I apply strip() on locker, because we can't assume that corrupted file
always causes empty string. It might consist of white space, and
showing such string as locker is meaningless for users.

But, I'm OK to omit strip() on non-None locker string.


> > --- a/mercurial/scmutil.py
> > +++ b/mercurial/scmutil.py
> > @@ -151,10 +151,20 @@ def callcatch(ui, func):
> >      # Mercurial-specific first, followed by built-in and library exceptions
> >      except error.LockHeld as inst:
> >          if inst.errno == errno.ETIMEDOUT:
> > -            reason = _('timed out waiting for lock held by %s') % inst.locker
> > +            if inst.locker:
> > +                reason = _('timed out waiting for lock held by %s'
> > +                           ) % inst.locker
> > +            else:
> > +                reason = _('timed out waiting for lock, but might be corrupted')
> >          else:
> > -            reason = _('lock held by %s') % inst.locker
> > +            if inst.locker:
> > +                reason = _('lock held by %s') % inst.locker
> > +            else:
> > +                reason = _('lock held, but might be corrupted')
> 
> I would simply say "lock held by (unknown)" since I don't think a corrupted
> lock file is more likely to be empty.

Are you OK for a hint message itself like below for an empty lock
file, because an empty lock file is more likely to be corrupted,
especially after timeout ?

  abort: loock held by unknown
  (it might be corrupted, use 'hg debuglocks' to check/unlock)

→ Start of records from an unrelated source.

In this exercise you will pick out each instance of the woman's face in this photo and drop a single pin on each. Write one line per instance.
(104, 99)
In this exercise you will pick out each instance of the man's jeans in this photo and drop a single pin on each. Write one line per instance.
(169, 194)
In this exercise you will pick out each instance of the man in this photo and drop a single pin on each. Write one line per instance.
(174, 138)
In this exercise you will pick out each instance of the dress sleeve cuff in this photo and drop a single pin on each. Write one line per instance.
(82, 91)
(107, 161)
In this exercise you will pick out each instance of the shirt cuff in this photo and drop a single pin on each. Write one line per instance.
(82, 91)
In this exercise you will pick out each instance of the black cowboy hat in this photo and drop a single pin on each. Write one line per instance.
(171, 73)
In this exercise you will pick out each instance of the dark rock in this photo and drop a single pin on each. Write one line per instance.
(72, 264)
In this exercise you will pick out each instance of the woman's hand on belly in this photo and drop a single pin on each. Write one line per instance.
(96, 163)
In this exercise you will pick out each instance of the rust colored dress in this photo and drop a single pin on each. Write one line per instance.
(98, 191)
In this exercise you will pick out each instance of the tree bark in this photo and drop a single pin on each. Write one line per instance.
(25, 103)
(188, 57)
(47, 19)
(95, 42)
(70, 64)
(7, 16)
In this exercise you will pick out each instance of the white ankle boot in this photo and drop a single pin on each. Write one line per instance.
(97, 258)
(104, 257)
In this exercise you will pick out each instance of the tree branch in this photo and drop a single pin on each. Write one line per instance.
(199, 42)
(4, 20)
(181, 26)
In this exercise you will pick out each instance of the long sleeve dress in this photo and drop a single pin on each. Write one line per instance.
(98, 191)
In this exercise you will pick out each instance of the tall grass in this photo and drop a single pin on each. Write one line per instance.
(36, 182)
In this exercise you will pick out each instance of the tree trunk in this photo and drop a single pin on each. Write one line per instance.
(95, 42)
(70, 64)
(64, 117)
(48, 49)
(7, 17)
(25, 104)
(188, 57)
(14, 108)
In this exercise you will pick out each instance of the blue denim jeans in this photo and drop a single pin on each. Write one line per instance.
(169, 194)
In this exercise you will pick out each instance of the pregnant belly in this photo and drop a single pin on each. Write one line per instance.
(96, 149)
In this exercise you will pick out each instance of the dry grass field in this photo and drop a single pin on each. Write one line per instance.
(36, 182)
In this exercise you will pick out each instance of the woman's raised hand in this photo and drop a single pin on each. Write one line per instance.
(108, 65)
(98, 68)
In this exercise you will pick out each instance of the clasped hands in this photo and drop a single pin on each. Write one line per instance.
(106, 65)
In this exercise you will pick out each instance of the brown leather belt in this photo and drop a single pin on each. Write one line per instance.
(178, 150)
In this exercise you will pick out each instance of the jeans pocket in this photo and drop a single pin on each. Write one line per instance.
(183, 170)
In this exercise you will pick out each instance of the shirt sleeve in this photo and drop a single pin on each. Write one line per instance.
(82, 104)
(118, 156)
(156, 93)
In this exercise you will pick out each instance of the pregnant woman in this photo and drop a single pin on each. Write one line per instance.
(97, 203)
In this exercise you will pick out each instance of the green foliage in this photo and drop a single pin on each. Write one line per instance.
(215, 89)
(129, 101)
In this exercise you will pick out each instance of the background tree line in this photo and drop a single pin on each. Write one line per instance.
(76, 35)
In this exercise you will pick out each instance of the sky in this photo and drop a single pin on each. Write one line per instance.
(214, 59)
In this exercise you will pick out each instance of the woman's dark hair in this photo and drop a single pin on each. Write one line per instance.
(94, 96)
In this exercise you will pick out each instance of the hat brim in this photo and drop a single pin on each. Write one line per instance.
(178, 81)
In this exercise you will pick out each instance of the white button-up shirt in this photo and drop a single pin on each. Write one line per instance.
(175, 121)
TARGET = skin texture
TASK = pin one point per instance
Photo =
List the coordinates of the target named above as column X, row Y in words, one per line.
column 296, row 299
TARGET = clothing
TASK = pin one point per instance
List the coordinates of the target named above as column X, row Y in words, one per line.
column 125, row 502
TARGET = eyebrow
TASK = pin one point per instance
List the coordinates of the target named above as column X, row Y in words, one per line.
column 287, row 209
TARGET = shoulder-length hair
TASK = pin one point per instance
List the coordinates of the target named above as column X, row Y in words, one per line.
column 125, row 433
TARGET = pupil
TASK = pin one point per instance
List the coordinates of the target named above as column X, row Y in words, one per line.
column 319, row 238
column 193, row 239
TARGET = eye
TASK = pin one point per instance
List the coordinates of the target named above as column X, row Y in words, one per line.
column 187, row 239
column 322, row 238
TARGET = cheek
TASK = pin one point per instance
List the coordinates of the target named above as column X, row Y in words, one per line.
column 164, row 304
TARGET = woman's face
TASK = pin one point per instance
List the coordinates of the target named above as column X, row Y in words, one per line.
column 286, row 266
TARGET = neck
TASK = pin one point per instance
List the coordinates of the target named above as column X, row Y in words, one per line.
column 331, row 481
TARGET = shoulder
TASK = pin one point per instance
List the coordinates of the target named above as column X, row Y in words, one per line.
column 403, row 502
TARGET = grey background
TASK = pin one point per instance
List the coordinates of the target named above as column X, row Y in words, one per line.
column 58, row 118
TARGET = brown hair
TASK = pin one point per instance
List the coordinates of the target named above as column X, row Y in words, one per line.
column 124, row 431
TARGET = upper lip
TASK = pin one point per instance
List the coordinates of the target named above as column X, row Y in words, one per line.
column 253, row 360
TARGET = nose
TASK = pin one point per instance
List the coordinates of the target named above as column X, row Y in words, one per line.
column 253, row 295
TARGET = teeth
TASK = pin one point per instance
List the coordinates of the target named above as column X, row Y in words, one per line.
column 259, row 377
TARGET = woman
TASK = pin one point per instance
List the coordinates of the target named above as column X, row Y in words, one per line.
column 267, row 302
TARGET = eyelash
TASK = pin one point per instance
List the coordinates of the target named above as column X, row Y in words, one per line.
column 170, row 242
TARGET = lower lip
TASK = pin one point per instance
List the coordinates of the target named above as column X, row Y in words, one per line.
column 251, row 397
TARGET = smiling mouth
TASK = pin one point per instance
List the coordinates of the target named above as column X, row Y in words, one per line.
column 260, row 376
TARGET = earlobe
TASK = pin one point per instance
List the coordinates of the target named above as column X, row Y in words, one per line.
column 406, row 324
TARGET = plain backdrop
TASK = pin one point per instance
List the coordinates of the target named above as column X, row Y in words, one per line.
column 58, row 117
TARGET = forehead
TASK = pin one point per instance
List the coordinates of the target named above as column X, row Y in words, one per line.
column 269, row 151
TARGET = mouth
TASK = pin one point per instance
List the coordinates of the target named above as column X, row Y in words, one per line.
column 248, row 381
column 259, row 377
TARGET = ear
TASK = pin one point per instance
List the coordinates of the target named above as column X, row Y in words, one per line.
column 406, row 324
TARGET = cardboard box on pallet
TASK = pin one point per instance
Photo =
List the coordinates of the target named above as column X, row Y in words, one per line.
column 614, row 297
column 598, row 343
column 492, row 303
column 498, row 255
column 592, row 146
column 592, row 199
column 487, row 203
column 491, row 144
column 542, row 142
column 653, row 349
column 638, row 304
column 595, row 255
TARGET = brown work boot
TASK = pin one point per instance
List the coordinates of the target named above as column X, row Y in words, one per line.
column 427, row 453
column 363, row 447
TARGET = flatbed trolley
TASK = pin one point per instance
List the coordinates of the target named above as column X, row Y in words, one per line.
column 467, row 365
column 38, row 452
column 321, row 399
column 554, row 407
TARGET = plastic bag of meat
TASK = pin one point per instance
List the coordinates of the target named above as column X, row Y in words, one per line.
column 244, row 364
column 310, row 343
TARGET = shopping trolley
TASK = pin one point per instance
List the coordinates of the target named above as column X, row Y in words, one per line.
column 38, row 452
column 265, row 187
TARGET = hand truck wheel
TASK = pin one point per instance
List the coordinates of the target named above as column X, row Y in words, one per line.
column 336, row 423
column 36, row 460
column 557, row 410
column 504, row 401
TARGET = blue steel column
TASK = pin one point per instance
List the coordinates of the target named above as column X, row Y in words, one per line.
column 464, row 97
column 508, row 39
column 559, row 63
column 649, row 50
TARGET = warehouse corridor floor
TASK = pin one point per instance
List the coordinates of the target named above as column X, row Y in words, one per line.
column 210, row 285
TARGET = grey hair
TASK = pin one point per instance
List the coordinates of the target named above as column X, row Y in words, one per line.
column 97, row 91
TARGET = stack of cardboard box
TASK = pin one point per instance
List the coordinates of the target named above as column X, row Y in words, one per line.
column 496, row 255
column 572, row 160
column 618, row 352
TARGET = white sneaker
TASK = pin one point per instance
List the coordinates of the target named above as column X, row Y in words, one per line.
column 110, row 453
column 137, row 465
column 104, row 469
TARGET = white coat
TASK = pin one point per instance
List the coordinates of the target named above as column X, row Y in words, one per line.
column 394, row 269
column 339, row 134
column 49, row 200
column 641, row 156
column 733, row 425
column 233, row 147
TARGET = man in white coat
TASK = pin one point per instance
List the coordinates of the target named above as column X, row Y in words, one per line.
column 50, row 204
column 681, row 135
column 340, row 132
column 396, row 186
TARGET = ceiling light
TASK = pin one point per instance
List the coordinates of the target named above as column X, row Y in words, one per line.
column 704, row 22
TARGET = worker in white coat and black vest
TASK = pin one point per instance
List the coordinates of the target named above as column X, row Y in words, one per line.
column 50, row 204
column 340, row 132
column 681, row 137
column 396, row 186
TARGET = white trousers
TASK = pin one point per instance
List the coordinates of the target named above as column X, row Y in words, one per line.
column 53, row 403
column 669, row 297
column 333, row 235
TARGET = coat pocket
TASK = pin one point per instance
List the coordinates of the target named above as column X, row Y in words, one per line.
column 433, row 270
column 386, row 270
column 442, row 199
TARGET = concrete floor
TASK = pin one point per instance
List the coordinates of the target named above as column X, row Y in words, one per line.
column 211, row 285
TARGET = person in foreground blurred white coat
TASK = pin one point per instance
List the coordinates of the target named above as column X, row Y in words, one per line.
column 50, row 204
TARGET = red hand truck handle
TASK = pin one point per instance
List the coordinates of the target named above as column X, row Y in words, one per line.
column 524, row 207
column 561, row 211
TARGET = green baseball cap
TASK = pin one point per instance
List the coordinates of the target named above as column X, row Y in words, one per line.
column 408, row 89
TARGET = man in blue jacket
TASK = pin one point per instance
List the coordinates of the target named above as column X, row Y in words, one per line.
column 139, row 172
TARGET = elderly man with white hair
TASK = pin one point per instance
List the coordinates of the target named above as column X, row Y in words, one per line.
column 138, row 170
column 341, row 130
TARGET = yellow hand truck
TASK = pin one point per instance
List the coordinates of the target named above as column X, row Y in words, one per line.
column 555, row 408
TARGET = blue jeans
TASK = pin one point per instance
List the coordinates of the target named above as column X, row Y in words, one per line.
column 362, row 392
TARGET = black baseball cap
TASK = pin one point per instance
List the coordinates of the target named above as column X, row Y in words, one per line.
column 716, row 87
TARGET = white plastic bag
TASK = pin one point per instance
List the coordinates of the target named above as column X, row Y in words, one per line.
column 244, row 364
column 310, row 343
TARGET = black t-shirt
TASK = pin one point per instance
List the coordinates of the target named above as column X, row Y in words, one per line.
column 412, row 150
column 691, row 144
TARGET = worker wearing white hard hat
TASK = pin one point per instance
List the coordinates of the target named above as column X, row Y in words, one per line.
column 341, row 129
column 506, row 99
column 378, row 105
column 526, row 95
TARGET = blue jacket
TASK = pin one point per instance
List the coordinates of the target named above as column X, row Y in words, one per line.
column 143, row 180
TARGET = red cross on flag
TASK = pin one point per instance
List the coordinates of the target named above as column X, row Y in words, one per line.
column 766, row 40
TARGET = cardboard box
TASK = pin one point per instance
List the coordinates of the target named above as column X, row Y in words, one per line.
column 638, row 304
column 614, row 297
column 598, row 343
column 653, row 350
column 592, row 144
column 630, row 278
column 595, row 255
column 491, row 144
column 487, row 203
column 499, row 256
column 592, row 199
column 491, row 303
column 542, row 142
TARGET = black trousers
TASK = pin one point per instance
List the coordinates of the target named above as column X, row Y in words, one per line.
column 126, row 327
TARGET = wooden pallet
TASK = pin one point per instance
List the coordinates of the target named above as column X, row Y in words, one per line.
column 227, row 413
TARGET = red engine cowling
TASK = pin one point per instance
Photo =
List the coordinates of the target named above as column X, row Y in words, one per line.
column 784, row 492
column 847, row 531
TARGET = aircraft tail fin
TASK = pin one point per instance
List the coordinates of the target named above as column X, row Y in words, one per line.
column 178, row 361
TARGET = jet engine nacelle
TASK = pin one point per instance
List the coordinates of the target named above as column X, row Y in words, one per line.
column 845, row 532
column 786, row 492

> >          ui.warn(_("abort: %s: %s\n") % (inst.desc or inst.filename, reason))
> > +        if not inst.locker:
> > +            ui.warn('(%s)\n' %
> > +                    _("use 'hg debuglocks' to check/unlock corrupted lock"))
>

On Mon, 01 May 2017 02:07:56 +0900, FUJIWARA Katsunori wrote:
> At Sun, 30 Apr 2017 22:13:57 +0900,
> Yuya Nishihara wrote:
> > On Sat, 29 Apr 2017 17:38:10 +0900, FUJIWARA Katsunori wrote:
> > > # HG changeset patch
> > > # User FUJIWARA Katsunori <foozy@lares.dti.ne.jp>
> > > # Date 1493454424 -32400
> > > #      Sat Apr 29 17:27:04 2017 +0900
> > > # Branch stable
> > > # Node ID 650d9f6bf1e7c1f6dee9d82616af2a56aaf56a2e
> > > # Parent  b64713f57a22301b6f481cd8e401542f46356c94
> > > lock: show about possibility of lock corruption for empty locker
> > 
> > The change looks good to me.
> > 
> > > --- a/mercurial/lock.py
> > > +++ b/mercurial/lock.py
> > > @@ -161,7 +161,8 @@ class lock(object):
> > >          for new-style locks.
> > >          """
> > >          try:
> > > -            return self.vfs.readlock(self.f)
> > > +            # normalize white space by strip() to detect corruption easily
> > > +            return self.vfs.readlock(self.f).strip()
> > 
> > I'm not sure if stripping whitespace makes sense. Do we write '\n' to a
> > lockfile on Windows?
> 
> I apply strip() on locker, because we can't assume that corrupted file
> always causes empty string. It might consist of white space, and
> showing such string as locker is meaningless for users.

That's the problem in ui layer. Maybe we can show the locker with quotes?

  lock held by '%s'

> > I would simply say "lock held by (unknown)" since I don't think a corrupted
> > lock file is more likely to be empty.
> 
> Are you OK for a hint message itself like below for an empty lock
> file, because an empty lock file is more likely to be corrupted,
> especially after timeout ?
> 
>   abort: loock held by unknown
>   (it might be corrupted, use 'hg debuglocks' to check/unlock)

Yeah, showing a hint seems reasonable.